Pertanianku – Seorang petani asal Riau bernama Suryono, berhasil mengubah bekas lahan perkebunan kelapa sawit menjadi lahan tanam baru patut diapresiasi. Bahkan, ia menjadi salah satu pembicara pada Konferensi Tingkat Tinggi PBB mengenai perubahan iklim di Maroko. Suryono berhasil mengubah nasib dari praktik pertanian yang mendegradasi lingkungan menuju ke pengolaan lahan hutan yang berkelanjutan.
“Perasaan saya sangat bangga karena petani kecil seperti saya, bisa didengar di luar negeri.

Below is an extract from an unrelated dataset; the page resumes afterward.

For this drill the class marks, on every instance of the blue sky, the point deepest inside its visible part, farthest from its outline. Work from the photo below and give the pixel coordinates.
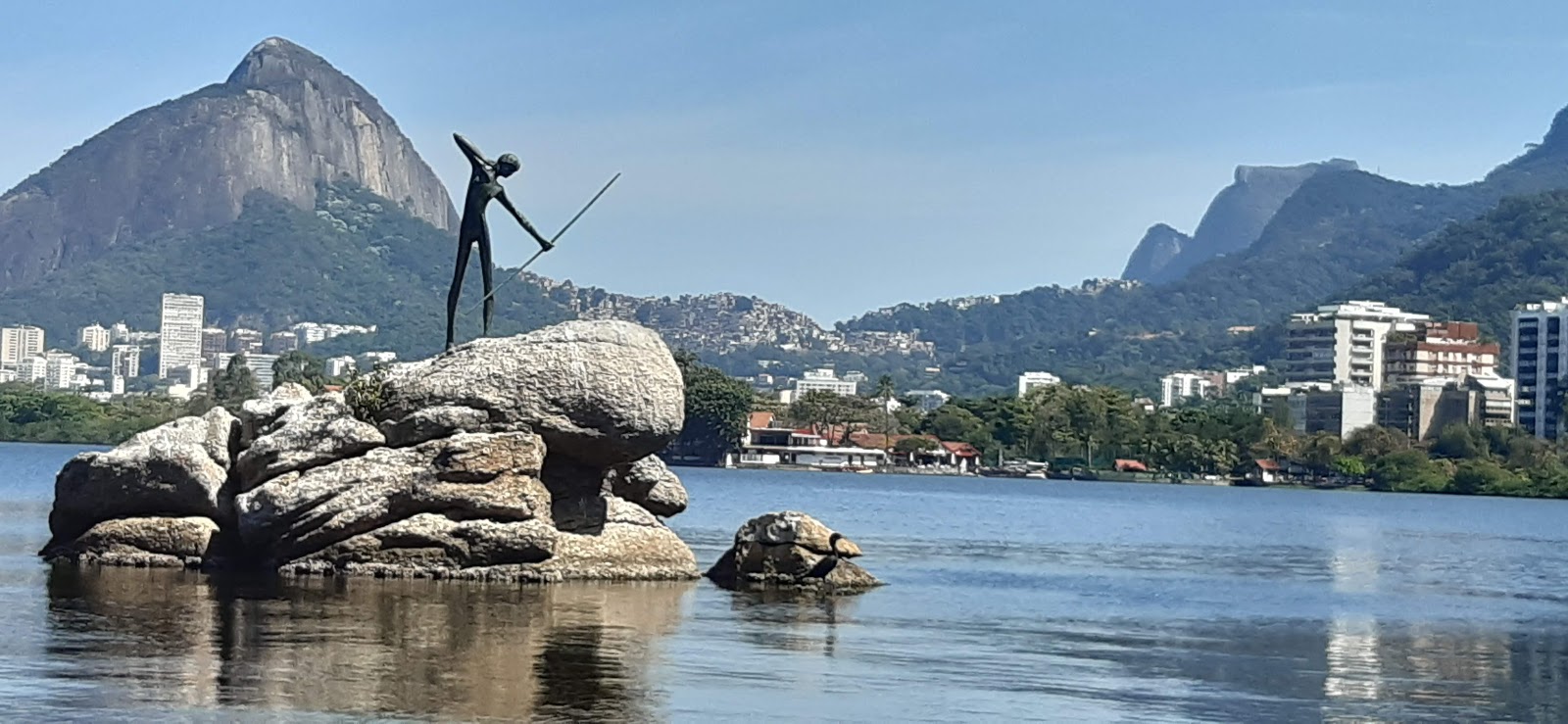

Semoga apa yang saya lakukan bisa jadi contoh orang lain,” jelas Suryono.
Suryono dinilai dapat menjadi contoh para petani yang berhasi melakukan mitigasi perubahan iklim dengan bertani hortikultura, menjadi informan titik api, dan turut andil menjaga lingkungan serta mencegah terjadinya kebakaran lahan dan hutan.
Perjalanan hidupnya beralih dari petani kelapa sawit menjadi menanam hortikultura. Dari kampung halamannya di Medan, ia merantau ke Dusun Sukajaya Kampung Pinang Sebatang Barat, Kecamatan Tualang, Kabupaten Siak, sejak 17 tahun silam hingga sekarang.
Pekerjaan awalnya sejak 2000 adalah bercocok tanam kelapa sawit di Kecamatan Tualang, Kabupaten Siak. Suryono pada 2013 menyadari bertani hortikultura lebih menguntungkan ketimbang sawit. Dia mengambil keputusan nekat dengan menumbangkan seluruh tanaman sawit di kebun dua hektare miliknya, dan menggantinya dengan tanaman hortikultura.
Beberapa jenis sayuran yang mulai ditanam Suryono antara lain kangkung, bayam, cabai, melon, semangka, kacang panjang, timun, pepaya, dan jagung. Banyak orang menduga dirinya sudah gila karena dalam benak masyarakat setempat, menanam sayuran tidak menguntungkan.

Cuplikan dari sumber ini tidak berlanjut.